Buffett argues that “our government’s goal should be to bring in revenues of 18.5 percent of G.D.P. [Gross Domestic Product] and spend about 21 percent of G.D.P. — levels that have been attained over extended periods in the past and can clearly be reached again.
“As the math makes clear, this won’t stem our budget deficits,” he adds, but it “will keep America’s debt stable in relation to the country’s economic output.”
This is true, but solvency (even the kind with the permanent red ink Buffett supports) is not an adequate national goal. Solvency should be the ante for our government. What we need is an agenda for national renewal. And we need it at a time when our population is aging expensively. We can’t do renewal at 21 percent of GDP.
Why not? At the risk of sounding like a fiscal version of a broken record, Ronald Reagan and George Bush the elder ran the federal government at 22 percent of GDP at a time when America was much younger. We’re shortly going to double the number of seniors on Social Security and Medicare. Even if we take steps to slow these programs’ growth (and I’ve supported some reforms that put me to the right of Paul Ryan on this score), and even if we sensibly trim defense and run less of a global empire than we do today, we can’t operate government at a smaller share of the economy with twice as many seniors without forcing damaging cuts in the resources we devote to other non-elderly purposes.
Yet it’s these non-elderly purposes that make up most of what we think of as government — from national parks to student loans to the FBI to the border patrol and more.
And it’s these non-elderly investments that (by definition) will build our future. Things such as infrastructure (new electric grid after Hurricane Sandy, anyone?) and research and development (where our once-leading position has eroded).
We also need to invest in higher salaries to lure a new generation of teaching talent to the classroom, so our schools can one day compete again with the best school systems abroad. Not to mention longer school days and years. Oh, and universal preschool.
And while we’re making a non-elderly wish list, I’d also add bigger wage subsidies — via, say, some kind of mega-earned income tax credit — so that full-time work (and especially in-person service-sector work that can’t be offshored) offers a reliable path to the middle class.
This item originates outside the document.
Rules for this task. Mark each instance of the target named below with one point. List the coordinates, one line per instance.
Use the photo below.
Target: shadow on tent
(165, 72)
All this will take federal cash. And that’s before we get to the biggie no one is even talking about: Shifting the burden of health costs off of corporations and onto public budgets, as virtually every other advanced nation does. Today, business spends around 4 percent of GDP running a big chunk of America’s welfare state. Does any CEO think this makes sense in the 21st century? Especially when we can shift these costs to Uncle Sam via a voucher-style Romneycare/Obamacare approach that doesn’t put us on any slippery slope to socialism?
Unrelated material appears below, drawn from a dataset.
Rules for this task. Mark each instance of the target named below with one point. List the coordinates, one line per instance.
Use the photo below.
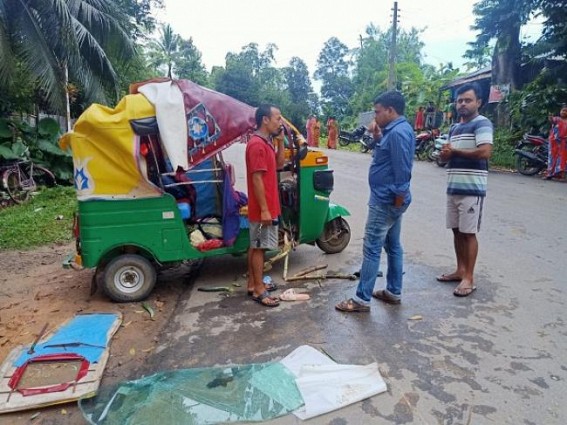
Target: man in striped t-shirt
(468, 151)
Add it all up, and — even assuming we get the denominator humming again via better growth in GDP — we’re probably talking around 28 percent of GDP as the boomers age (and this will be fine for the economy — but that’s another column).
Can we renew an aging America for less? Only if we get our radically inefficient health-care system to meet international benchmarks of cost effectiveness, freeing up trillions for other purposes. I’m all for this, as I’m sure Buffett is. But I wouldn’t bet our children’s future on convincing America’s Medical Industrial Complex to join this cause in time to make a big enough difference to the analysis above.
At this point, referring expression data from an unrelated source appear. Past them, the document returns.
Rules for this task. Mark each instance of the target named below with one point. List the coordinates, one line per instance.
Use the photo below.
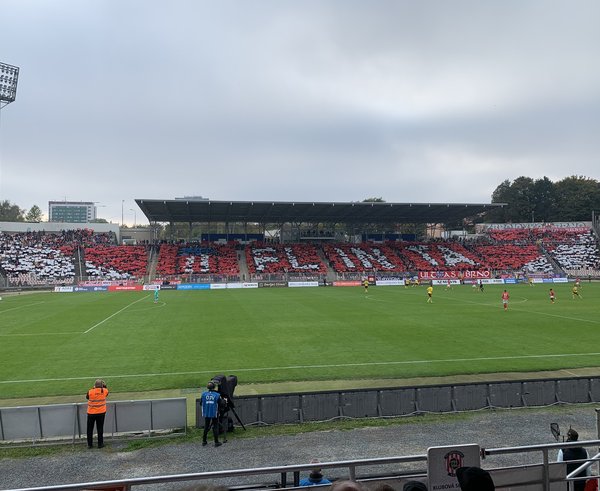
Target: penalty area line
(299, 367)
(116, 313)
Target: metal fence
(400, 401)
(62, 421)
(542, 475)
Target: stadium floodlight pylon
(9, 77)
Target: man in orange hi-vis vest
(96, 411)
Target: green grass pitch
(57, 343)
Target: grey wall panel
(246, 409)
(21, 423)
(434, 399)
(595, 389)
(320, 407)
(169, 413)
(360, 404)
(396, 402)
(280, 409)
(506, 394)
(132, 416)
(539, 392)
(58, 420)
(470, 397)
(574, 390)
(70, 420)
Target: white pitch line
(302, 367)
(42, 334)
(116, 313)
(20, 307)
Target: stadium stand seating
(39, 258)
(205, 258)
(284, 258)
(115, 262)
(576, 253)
(360, 258)
(438, 256)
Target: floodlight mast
(9, 77)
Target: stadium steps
(331, 274)
(552, 261)
(152, 263)
(243, 266)
(78, 261)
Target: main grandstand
(323, 242)
(307, 244)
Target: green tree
(34, 214)
(10, 212)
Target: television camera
(226, 387)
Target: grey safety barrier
(401, 401)
(69, 421)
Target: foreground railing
(544, 475)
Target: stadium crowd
(59, 258)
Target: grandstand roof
(181, 210)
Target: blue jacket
(210, 403)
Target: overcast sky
(275, 100)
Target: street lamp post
(134, 217)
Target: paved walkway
(488, 428)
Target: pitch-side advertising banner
(300, 284)
(194, 286)
(445, 282)
(453, 275)
(442, 463)
(389, 282)
(63, 289)
(124, 288)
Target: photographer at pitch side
(211, 400)
(96, 412)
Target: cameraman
(574, 453)
(96, 411)
(211, 402)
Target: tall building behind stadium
(71, 211)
So why did Buffett go with 21 percent? I’d love to hear him explain, but my hunch is he took his cue from Alan Simpson and Erskine Bowles, who have embraced the same flawed aggregate spending target.
There’s still time for them to publicly reconsider. We can obviously balance the books at any level of spending and taxes. The question our leaders must ask is why we should prefer one level over another. That can only be answered with a more concrete policy vision to bolster upward mobility, equal opportunity and economic security in a global age.
In that spirit, Warren, please have another look. Remember, it’s not about solvency, it’s about renewal. Craft a plan, run the numbers, and see if you don’t agree that if we’re serious about America’s future, 21 percent of GDP will be a fatal straitjacket in an aging America.